The MRD-test performance may also be impacted by the frequency of testing. Single time-point measurements more likely result in false-positive and -negative MRD-test results than when result trends are considered. Re-testing can decrease the likelihood of incorrectly interpreting an MRD-test result. Even without intervention, however, repeat MRD-testing results are occasionally discordant in both possible directions: a negative to positive MRD test or the converse. Discordances have many explanations but precision of the test and small volume sampling of a topographically heterogeneous population of cancer cells [43, 44] are important considerations. Requiring concordant results to declare a person MRD-positive or -negative increases specificity but decreases sensitivity. Test result validation using alternative methodologies may be useful in such circumstance but may be impractical. Sequential MRD testing can be particularly helpful as a strategy to increase sensitivity if changes in MRD-levels (e.g. increasing transcript levels or increasing percentage of immune-phenotypically abnormal cells) are the readout. A single discordant datapoint would be insufficient to make an estimate of clinically relevant changes in residual cancer cells. The optimal interval and duration of sequential MRD testing is unknown and may depend on several variables such as the type and mutation profile of the cancer, type of therapy, or interval since achieving remission.
Evidence for basing treatment decisions on MRD-test results
Biomarkers measured prior to treatment to provide information of the likelihood of response to a specific therapy are often called predictive biomarkers. Common examples of predictive biomarkers in oncology are genomic biomarkers which indicate who should receive a targeted therapy, or ‘fitness’ biomarkers such as a performance score indicating a persons’ ability to survive intensive therapy. Because MRD tests are imperfect, because people are misclassified and because retrospective and observational studies are subject to many biases [45], randomized trials are needed to prove the benefit of using MRD-test results for therapy decisions such as whether or not to do a transplant in someone with ALL or AML in first remission. Not only because MRD-test technologies are quickly evolving, there has been insufficient commitment to the large, long-term randomized clinical trials needed to prove the value in making therapy decisions based on results of MRD testing. Nevertheless, such trials are needed to accurately characterize the trade-offs present in such a treatment strategy. Retrospective non-randomized data cannot be used to evaluate this because the outcomes are often confounded by physician actions based on the results of MRD tests such as giving additional therapy or performing a transplant or making treatment decisions on the basis on other criteria including clinical judgement.

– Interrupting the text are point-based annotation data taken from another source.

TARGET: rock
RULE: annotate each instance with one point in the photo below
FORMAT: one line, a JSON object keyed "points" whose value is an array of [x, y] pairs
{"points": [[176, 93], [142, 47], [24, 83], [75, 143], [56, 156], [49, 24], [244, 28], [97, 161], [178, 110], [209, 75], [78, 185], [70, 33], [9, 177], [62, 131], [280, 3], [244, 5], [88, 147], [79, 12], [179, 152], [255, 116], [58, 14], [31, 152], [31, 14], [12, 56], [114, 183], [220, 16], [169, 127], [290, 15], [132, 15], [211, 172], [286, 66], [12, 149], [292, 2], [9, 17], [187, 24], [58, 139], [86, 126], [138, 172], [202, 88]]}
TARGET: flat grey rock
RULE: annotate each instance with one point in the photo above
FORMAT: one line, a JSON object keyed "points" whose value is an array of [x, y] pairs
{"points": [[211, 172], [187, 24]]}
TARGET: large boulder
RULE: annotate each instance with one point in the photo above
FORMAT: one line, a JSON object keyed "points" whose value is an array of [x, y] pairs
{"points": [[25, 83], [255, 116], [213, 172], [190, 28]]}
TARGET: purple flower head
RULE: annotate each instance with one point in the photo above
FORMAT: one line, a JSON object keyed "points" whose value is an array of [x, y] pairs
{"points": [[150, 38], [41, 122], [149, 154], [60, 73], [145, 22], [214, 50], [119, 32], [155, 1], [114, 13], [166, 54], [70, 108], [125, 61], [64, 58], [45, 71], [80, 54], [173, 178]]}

False-negatives and -positives are important when considering MRD-test results for decisions on interventions associated with serious adverse medical consequences such as allogeneic hematopoietic cell transplant. Assuming an example in which a cohort of AML patients underwent MRD testing at the completion of post-remission therapy (Fig. 2; hypothetical example like data reported by Terwijn et al. [46]):
-
If all MRD-test-positive persons were deemed at high risk of relapse and received transplant, many persons would have received it with no possibility of benefit and substantial possibility of harm.
-
If all MRD-test-negative persons were deemed low risk of relapse and did not receive a transplant, many would have relapsed. Whether or not they could be rescued with a transplant at this time is controversial. However, there are no convincing data a transplant done earlier would have improved their subsequent relapse outcome.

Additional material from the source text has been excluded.